Our goal as a tissue mapping center is to identify the unique types of cells, the proteins that they produce and the activated genes, and build a three-dimensional virtual model of each organ. This map will inform research of many diseases, including type 1 diabetes.

Why understanding the causes of type 1 diabetes is important

We know that type 1 diabetes is an "autoimmune disease". In type 1 diabetes, immune cells called "T cells" are thought to destroy the pancreatic beta cells responsible for producing insulin. in our blood.

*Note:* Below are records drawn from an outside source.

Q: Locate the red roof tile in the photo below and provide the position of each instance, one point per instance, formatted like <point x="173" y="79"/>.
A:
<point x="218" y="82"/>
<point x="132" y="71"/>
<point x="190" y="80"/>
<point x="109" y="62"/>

A little over ten years ago, frustrated by the inability to prevent and cure the disease, I launched an initiative to collect the human pancreas from organ donors with diabetes type 1, as well as those who did not suffer from it. This last group was collected to understand the "normal" healthy pancreas. To date, we have collected the pancreas of more than 500 people. We distributed these handkerchiefs to some 230 projects in 21 countries around the world. The results of this effort have led to new discoveries that have rewritten our understanding of how this disease develops.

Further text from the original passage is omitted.